Il secondo intervento, che ha di fatto concluso l’incontro, è
stato breve ma molto intenso. Moni Ovadia, infatti, ha esordito dicendo di
sentirsi un privilegiato per aver avuto la possibilità di frequentare e di
avere con Don Gallo una amicizia profonda. Ed ha proseguito sottolineando che
se è vero che spesso gli Archivi sono il luogo del potere, dove vengono
sistematizzate anche le ‘malefatte’ compiute dal potere, è anche vero che poter
accedere in futuro a documentazioni affidabili consente anche a chi non ha
conosciuto o frequentato fisicamente le persone di ricostruirsi idee più
precise in merito a quanto è accaduto in passato. L’esempio personale riportato
ha riguardato la sua esperienza di aver potuto assistere alla riapertura, dopo
50 anni, degli archivi di Stalin, custoditi dai famigerati servizi segreti
della Lubjanka, scoprendo fattori di estremo interesse, rivelatori ex-post di
quanto spesso non è facile comprendere ex-ante, e potendo in altri casi ‘vibrare’

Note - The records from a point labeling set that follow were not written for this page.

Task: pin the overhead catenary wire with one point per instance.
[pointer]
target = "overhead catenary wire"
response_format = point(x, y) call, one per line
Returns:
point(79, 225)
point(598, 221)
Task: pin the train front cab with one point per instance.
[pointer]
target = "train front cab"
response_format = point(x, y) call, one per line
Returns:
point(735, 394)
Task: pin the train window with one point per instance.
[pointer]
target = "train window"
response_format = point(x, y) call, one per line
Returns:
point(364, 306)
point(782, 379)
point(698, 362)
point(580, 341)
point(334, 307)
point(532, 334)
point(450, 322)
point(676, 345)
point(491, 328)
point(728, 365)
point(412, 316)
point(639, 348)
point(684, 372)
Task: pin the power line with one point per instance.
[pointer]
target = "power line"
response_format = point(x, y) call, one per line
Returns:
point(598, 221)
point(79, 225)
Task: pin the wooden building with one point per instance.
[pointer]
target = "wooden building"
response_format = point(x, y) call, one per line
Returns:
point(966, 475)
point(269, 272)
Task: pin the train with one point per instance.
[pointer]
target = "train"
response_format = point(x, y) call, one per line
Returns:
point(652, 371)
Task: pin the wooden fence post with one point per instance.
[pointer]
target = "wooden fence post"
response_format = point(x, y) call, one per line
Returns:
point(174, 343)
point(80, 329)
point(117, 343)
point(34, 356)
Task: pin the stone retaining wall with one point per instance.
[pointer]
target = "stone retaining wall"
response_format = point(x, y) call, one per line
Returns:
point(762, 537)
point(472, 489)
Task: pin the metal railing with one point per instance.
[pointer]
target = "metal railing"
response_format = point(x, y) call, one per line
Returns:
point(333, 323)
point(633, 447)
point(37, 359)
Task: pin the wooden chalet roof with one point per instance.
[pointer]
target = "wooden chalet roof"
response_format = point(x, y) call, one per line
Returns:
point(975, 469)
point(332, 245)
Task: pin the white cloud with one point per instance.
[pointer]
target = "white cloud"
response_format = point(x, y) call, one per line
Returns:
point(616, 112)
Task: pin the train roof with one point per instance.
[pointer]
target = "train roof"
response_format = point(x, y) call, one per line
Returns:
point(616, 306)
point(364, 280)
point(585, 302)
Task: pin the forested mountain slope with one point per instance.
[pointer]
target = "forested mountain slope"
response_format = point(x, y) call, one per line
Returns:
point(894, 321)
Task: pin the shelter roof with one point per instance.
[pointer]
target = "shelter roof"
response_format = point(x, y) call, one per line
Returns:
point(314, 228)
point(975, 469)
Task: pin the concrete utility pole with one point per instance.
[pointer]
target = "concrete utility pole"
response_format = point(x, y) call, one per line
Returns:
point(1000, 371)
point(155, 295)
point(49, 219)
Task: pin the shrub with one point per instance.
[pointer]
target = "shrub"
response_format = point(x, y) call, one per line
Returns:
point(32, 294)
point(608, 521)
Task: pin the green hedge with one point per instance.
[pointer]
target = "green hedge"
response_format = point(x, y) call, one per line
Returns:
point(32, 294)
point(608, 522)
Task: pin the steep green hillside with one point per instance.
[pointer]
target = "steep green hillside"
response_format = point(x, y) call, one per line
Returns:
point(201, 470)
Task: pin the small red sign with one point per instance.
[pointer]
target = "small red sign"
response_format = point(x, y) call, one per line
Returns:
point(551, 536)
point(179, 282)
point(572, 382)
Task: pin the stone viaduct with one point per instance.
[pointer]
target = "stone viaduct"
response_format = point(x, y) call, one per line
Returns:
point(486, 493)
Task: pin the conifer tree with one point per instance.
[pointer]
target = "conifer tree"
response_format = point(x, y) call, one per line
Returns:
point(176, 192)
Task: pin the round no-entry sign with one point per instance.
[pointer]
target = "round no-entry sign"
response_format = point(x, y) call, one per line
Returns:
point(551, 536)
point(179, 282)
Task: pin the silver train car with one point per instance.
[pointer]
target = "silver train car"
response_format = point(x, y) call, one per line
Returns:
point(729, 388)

con grandi personaggi ormai scomparsi. Seguendo l’insegnamento di Primo Levi
dall’ultimo suo contributo sull’universo concentrazionario dei ‘I sommersi e i
salvati’, Moni Ovadia ha poi ricordato come la memoria umana non sia sempre
affidabile, esposta com’è a cesure, dimenticanze e omissioni; e come sia
importante valorizzare una personalità così eccentrica come Don Gallo, documentando
quanto è possibile ma cercando anche di non ‘archiviarlo’. Richiamando ancora
come sia stato per lui – deluso per molti versi dal declino delle stagioni della
cultura della fabbrica- motivo di rassicurazione apprendere che una organizzazione
così importante come la Fondazione Ansaldo che ha come missione la
ricostruzione del mondo operaio ed imprenditoriale, si sia prestata a
supportare questa operazione per molti versi ‘eccentrica’ anch’essa. Concludendo con queste parole: “Le parole ‘dette’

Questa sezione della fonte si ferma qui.